A generic, composable multidimensional array library.
(Work In Progress)
The projects is still work in progress, expect missing docs, features, and benchmarks.
- Array computation library
- Array/Tensor computational graph
- Tile-based kernel embedded DSL
nmtools is written in c++ and provide numpy-like array computation in c++. It can also capture the computational graph at compile-time.

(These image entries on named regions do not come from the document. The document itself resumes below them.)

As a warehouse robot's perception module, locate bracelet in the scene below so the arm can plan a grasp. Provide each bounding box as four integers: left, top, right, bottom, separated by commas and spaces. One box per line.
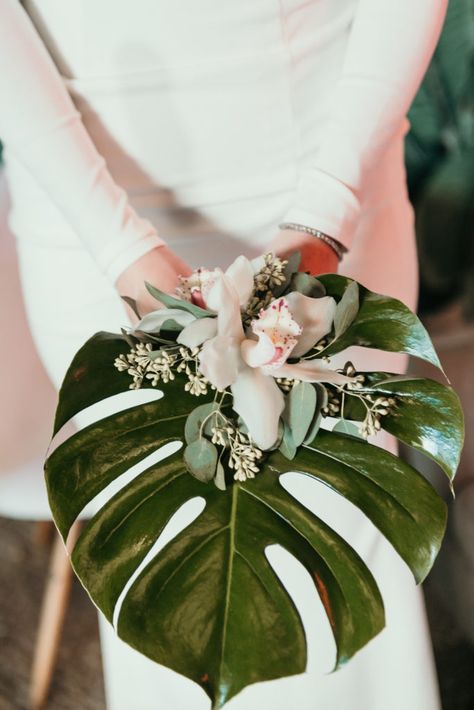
278, 222, 347, 261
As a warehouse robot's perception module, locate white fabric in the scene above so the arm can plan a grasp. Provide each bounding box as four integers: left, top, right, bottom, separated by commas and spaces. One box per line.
0, 0, 447, 710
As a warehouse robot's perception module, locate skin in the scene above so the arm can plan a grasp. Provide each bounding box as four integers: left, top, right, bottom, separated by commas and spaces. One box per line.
115, 229, 339, 323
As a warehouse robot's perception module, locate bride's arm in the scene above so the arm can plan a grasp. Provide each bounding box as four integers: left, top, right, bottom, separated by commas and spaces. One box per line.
277, 0, 448, 264
0, 0, 179, 290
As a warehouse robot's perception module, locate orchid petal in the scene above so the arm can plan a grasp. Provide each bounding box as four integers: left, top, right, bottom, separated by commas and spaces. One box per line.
249, 298, 301, 367
207, 269, 244, 340
198, 335, 242, 390
270, 360, 353, 385
176, 318, 217, 348
285, 291, 336, 357
250, 254, 265, 275
225, 256, 254, 306
240, 333, 276, 367
132, 308, 196, 333
231, 367, 285, 449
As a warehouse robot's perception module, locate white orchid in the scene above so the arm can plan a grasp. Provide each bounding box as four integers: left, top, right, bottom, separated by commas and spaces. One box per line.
177, 256, 351, 449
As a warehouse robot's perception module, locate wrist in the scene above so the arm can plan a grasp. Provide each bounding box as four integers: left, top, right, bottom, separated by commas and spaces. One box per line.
279, 222, 347, 261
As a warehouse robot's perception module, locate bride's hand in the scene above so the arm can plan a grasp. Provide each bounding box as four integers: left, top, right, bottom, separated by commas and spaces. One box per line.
115, 246, 191, 323
270, 229, 339, 276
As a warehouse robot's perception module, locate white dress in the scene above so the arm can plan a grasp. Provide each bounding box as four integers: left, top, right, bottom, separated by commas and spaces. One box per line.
0, 0, 447, 710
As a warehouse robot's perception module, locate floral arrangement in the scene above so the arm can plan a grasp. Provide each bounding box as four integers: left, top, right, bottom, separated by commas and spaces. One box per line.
46, 254, 463, 708
115, 254, 396, 487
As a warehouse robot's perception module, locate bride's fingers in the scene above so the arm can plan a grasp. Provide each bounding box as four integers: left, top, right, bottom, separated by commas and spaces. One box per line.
115, 247, 191, 324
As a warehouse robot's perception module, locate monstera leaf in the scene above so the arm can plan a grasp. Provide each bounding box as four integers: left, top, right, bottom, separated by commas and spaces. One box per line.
46, 276, 462, 708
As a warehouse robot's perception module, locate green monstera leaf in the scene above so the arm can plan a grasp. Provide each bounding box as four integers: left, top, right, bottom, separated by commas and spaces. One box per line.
46, 324, 456, 708
318, 274, 441, 369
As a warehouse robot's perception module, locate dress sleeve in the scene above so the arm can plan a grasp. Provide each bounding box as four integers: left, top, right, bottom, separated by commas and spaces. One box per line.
283, 0, 448, 249
0, 0, 164, 281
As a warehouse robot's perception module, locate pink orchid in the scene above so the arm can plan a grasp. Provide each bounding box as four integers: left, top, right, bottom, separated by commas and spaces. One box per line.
178, 257, 351, 449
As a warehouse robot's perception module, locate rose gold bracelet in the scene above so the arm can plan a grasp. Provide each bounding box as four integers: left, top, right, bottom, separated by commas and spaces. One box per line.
278, 222, 347, 261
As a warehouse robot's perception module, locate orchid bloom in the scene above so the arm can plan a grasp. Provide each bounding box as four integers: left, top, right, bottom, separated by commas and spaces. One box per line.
177, 256, 351, 449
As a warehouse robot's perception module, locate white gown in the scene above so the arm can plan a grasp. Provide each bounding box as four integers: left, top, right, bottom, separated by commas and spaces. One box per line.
0, 0, 447, 710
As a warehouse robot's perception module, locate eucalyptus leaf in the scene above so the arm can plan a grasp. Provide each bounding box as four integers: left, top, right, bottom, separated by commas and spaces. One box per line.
214, 461, 227, 491
283, 382, 317, 446
334, 281, 359, 338
278, 422, 296, 461
273, 251, 301, 298
145, 281, 214, 318
160, 318, 188, 332
184, 402, 219, 444
120, 296, 141, 320
288, 271, 326, 298
332, 419, 363, 439
303, 382, 328, 444
183, 437, 218, 483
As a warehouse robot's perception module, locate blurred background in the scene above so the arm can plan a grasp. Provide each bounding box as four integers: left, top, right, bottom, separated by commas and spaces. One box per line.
0, 0, 474, 710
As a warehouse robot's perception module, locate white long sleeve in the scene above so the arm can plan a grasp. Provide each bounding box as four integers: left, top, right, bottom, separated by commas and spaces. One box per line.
283, 0, 448, 249
0, 0, 164, 281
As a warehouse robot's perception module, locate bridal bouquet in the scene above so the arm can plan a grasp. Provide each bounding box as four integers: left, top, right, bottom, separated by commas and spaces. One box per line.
46, 254, 463, 708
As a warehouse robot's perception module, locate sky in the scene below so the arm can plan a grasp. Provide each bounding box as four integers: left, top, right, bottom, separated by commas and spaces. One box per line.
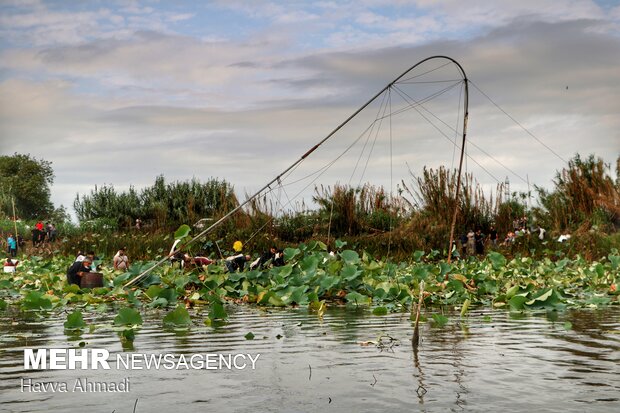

auto x = nm::array.arange(15, /*dtype=*/nm::float32).reshape(array{3,5});
auto t1 = (x - x.max(/*axis=*/1,/*dtype=*/nm::None,/*initial=*/nm::None,/*keepdims=*/true)).exp();
auto t2 = t1.sum(-1,nm::None,nm::None,true);
auto softmax = t1 / t2;
print(x);
print(t1);
print(t2);
print(softmax);Sample output:
shape: [ 3, 5]
[[ 0.000000, 1.000000, 2.000000, 3.000000, 4.000000],
[ 5.000000, 6.000000, 7.000000, 8.000000, 9.000000],
[ 10.000000, 11.000000, 12.000000, 13.000000, 14.000000]]
shape: [ 3, 5]
[[ 0.018316, 0.049787, 0.135335, 0.367879, 1.000000],
[ 0.018316, 0.049787, 0.135335, 0.367879, 1.000000],
[ 0.018316, 0.049787, 0.135335, 0.367879, 1.000000]]
shape: [ 3, 1]
[[ 1.571317],
[ 1.571317],
[ 1.571317]]
shape: [ 3, 5]
[[ 0.011656, 0.031685, 0.086129, 0.234122, 0.636409],
[ 0.011656, 0.031685, 0.086129, 0.234122, 0.636409],
[ 0.011656, 0.031685, 0.086129, 0.234122, 0.636409]]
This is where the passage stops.